Reputation: 23
I have little experience with JS and I'm following a video course on React. Most things makes sense but I'm having some trouble with reference scopes.
Here's what the tutor writes:
const orderIds = Object.keys(this.props.order);
const total = orderIds.reduce((prevTotal, key) => {
const fish = this.props.fishes[key];
const count = this.props.order[key];
const isAvailable = fish && fish.status === 'available';
if (isAvailable === true) {
return prevTotal + count * fish.price;
} else {
return prevTotal;
}
}, 0);
He is using an arrow-function. It works of course.

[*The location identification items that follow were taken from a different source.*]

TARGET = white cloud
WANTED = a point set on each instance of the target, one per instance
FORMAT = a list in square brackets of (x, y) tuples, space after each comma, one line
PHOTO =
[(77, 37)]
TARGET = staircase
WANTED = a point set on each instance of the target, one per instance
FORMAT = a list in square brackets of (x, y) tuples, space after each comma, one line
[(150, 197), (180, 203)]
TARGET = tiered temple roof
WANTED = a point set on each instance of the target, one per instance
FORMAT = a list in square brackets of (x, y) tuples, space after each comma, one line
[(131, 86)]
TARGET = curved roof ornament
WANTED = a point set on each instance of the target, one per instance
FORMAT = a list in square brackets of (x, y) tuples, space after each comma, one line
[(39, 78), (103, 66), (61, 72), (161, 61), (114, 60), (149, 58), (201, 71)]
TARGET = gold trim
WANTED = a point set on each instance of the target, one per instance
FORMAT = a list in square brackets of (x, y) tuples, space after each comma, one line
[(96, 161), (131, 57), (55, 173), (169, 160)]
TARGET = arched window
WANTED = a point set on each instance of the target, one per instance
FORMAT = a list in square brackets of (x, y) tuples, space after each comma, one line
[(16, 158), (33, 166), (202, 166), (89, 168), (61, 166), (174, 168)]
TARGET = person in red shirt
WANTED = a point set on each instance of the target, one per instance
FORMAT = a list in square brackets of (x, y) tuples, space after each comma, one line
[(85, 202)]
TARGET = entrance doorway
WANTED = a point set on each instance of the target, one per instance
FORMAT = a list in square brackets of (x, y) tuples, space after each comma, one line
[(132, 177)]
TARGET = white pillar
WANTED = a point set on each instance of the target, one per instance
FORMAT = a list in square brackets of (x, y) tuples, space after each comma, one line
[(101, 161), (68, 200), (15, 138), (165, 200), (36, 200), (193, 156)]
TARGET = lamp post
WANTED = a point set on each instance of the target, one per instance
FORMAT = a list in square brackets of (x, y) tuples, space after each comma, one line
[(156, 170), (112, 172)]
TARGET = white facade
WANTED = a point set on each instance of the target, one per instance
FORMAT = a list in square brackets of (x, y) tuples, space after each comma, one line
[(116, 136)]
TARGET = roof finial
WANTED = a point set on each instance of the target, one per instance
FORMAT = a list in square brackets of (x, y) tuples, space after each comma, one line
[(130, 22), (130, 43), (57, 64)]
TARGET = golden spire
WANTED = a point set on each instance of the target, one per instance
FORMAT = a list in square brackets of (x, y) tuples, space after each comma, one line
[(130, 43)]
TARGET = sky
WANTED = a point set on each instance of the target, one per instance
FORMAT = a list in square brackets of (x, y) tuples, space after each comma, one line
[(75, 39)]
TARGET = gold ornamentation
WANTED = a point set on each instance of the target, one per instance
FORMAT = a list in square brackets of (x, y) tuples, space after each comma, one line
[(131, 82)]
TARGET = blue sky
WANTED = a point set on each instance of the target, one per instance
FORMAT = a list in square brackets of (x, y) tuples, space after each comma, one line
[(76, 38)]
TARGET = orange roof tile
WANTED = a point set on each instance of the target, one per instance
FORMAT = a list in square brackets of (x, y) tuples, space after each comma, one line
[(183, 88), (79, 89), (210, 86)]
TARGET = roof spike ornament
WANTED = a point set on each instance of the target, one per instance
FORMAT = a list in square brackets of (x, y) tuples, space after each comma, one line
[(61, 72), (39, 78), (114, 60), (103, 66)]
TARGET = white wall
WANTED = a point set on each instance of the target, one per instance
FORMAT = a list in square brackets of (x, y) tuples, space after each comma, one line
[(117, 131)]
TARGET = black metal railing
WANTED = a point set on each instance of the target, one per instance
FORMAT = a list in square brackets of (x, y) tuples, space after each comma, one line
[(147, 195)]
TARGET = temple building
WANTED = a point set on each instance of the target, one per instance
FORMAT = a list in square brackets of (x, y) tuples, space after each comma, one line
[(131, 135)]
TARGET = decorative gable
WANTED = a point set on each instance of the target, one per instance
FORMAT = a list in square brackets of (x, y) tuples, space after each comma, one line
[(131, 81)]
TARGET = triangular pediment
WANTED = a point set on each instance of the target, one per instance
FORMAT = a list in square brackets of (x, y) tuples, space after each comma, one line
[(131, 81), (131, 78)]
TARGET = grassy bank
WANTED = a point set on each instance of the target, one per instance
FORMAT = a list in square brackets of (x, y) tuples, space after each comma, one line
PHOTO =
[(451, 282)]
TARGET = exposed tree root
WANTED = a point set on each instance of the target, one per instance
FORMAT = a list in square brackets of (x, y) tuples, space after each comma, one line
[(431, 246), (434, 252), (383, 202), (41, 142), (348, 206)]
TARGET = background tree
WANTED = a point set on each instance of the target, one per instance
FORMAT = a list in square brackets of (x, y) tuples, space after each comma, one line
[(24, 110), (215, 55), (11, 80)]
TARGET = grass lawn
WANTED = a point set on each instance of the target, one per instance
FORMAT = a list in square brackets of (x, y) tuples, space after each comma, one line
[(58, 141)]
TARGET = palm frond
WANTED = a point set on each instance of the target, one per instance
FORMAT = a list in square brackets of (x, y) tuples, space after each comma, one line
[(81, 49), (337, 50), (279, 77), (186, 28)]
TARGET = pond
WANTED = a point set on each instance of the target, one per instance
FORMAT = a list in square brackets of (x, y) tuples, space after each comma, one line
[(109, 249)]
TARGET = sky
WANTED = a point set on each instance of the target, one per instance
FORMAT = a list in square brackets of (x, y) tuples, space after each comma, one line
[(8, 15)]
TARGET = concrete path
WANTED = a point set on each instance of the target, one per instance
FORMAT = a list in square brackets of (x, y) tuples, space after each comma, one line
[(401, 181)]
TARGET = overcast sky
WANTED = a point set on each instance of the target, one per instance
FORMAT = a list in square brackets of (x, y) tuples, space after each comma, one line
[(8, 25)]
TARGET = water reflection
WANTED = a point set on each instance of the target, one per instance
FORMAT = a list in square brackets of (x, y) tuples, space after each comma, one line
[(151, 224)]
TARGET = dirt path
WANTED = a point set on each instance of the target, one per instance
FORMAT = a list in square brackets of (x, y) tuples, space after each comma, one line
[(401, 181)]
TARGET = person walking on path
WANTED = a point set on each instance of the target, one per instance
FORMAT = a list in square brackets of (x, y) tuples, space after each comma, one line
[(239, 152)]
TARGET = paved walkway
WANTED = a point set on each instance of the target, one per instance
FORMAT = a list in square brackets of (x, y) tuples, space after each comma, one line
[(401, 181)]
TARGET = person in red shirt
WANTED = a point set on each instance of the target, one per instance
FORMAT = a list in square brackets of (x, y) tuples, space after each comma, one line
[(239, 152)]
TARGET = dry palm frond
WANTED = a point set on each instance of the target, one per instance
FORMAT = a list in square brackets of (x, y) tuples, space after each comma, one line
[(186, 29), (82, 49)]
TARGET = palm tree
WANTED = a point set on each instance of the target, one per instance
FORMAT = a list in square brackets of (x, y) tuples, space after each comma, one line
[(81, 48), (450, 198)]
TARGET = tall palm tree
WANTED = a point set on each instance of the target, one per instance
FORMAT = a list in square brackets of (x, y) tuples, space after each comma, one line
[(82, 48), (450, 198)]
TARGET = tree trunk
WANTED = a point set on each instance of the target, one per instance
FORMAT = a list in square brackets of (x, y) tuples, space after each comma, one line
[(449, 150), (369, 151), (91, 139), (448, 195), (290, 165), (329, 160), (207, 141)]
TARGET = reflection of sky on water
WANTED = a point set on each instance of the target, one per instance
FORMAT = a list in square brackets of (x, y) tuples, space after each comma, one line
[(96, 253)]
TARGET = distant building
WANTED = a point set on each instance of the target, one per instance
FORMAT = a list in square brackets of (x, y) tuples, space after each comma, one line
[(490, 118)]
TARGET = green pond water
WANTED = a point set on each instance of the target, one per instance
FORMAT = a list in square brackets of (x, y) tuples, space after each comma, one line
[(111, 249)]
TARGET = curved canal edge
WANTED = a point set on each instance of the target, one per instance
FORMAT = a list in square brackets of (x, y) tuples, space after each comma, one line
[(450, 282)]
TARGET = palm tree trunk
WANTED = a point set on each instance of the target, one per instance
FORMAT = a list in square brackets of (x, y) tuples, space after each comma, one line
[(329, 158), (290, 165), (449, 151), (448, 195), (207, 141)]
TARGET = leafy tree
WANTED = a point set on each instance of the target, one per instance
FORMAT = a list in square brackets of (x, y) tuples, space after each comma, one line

I want to do the same but with writing a "normal" function, because for now I don't want to make any shortcuts:
const orderIds = Object.keys(this.props.order);
const total = orderIds.reduce(
function(prevTotal, key) {
const fish = this.props.fishes[key];
const count = this.props.order[key];
const isAvailable = fish && fish.status === 'available';
if (isAvailable === true) {
return prevTotal + (count * fish.price);
} else {
return prevTotal;
}
}
, 0);
The problem is:
TypeError: this is undefined
So there's a problem with the scope of the reference to this.props...
I got this to work within a .map()-function by passing it a second argument of
... , this)
from searching online about referencing this.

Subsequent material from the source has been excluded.